Sample and procedure
A total of 115 women with endometriosis were consecutively recruited from a tertiary referral pelvic pain clinic between April 2003 and September 2006. The Institutional Review Board of the University of North Carolina (UNC) approved the study. All English-speaking and literate women between the ages of 18 and 65 who were new referrals for evaluation of endometriosis-associated chronic pelvic pain at the UNC pelvic pain clinic were eligible for participation. We did not exclude anyone based on pre-existing psychological and/or physical condition. These patients were part of a larger, previously published study on psychosocial correlates of chronic pelvic pain (Meltzer-Brody et al., 2007
).

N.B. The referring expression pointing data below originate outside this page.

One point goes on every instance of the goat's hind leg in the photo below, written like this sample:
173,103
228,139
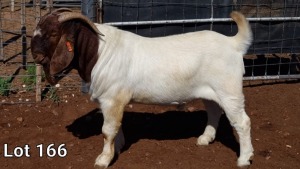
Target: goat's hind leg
235,112
213,116
112,114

From the larger study (n
= 628 enrolled of 722 eligible), 459 were new referrals to the clinic and were asked to be in a longitudinal study. Of those, 310 agreed to participate and returned at least one follow-up questionnaire (67.5% return rate). For the current paper, we studied only those new longitudinal patients with endometriosis-associated chronic pelvic pain (n
= 123). We excluded eight patients for whom we could not identify medical record data; thus, our cohort consists of 115 participants. Later, we describe in detail our methodology for ascertainment of endometriosis-associated chronic pelvic pain case status.
Following informed consent and prior to examination, participants completed a battery of questionnaires assessing severity of pain, quality of life and psychosocial variables such as catastrophizing. In addition, participants completed a baseline demographic and medical history questionnaire before undergoing standard evaluation by the clinical team. The examining physicians, regionally recognized as experts in the field of pelvic pain, did not review participants’ questionnaire responses. Their findings, diagnostic impressions and recommended treatments [e.g. medications, surgery, referral to physical therapy (PT)] at baseline and over the follow-up year were recorded in electronic medical records. A team of four trained research associates then abstracted these data.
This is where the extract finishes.